Sovereign & legible. Plain files in the client's git; stable slugs as permanent addresses; index.how-grade URL legibility.
Capture judgment, not just facts. Decisions and rationale are concept types, because the tacit "how we decide things here" is the IP that walks out the door.
Provenance always. Every atom records where it came from and how sure we are. Auditable memory is trustable memory.

Base frontmatter (every concept)

Field	Req	Meaning
`type`	✅	The concept type (below) — the only OKF-mandatory field. Custom types allowed.
`id`	★	Stable unique slug. The permanent address; never recycle.
`title`	★	Human label.
`description`	★	One-line summary (used for recall/relevance).
`resource`	○	URI of the underlying real asset (the SharePoint doc, Figma file, repo).
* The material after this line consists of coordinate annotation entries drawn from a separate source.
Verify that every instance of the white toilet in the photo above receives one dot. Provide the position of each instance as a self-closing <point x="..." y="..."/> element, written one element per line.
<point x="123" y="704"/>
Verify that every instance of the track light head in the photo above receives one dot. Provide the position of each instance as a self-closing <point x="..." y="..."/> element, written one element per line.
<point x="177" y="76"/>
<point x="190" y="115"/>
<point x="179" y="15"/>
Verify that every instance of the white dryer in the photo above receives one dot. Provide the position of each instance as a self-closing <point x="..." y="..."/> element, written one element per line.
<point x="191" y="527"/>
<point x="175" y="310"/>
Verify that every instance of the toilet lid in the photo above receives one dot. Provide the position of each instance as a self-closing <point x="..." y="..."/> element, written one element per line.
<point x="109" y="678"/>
Provenance link.
`owner`	○	`role` id accountable for this concept (edge).
`status`	○	`draft` \| `active` \| `deprecated` \| `superseded`
`confidence`	○	`verified` (evidence) \| `asserted` (human judgment) \| `inferred` (LLM-derived)
`source`	○	Provenance: connector/url/human the knowledge was extracted from.
`tags`	○	Free tags.
`timestamp`	○	ISO-8601 of last meaningful change.
`supersedes` / `superseded_by`	○	Versioning edges.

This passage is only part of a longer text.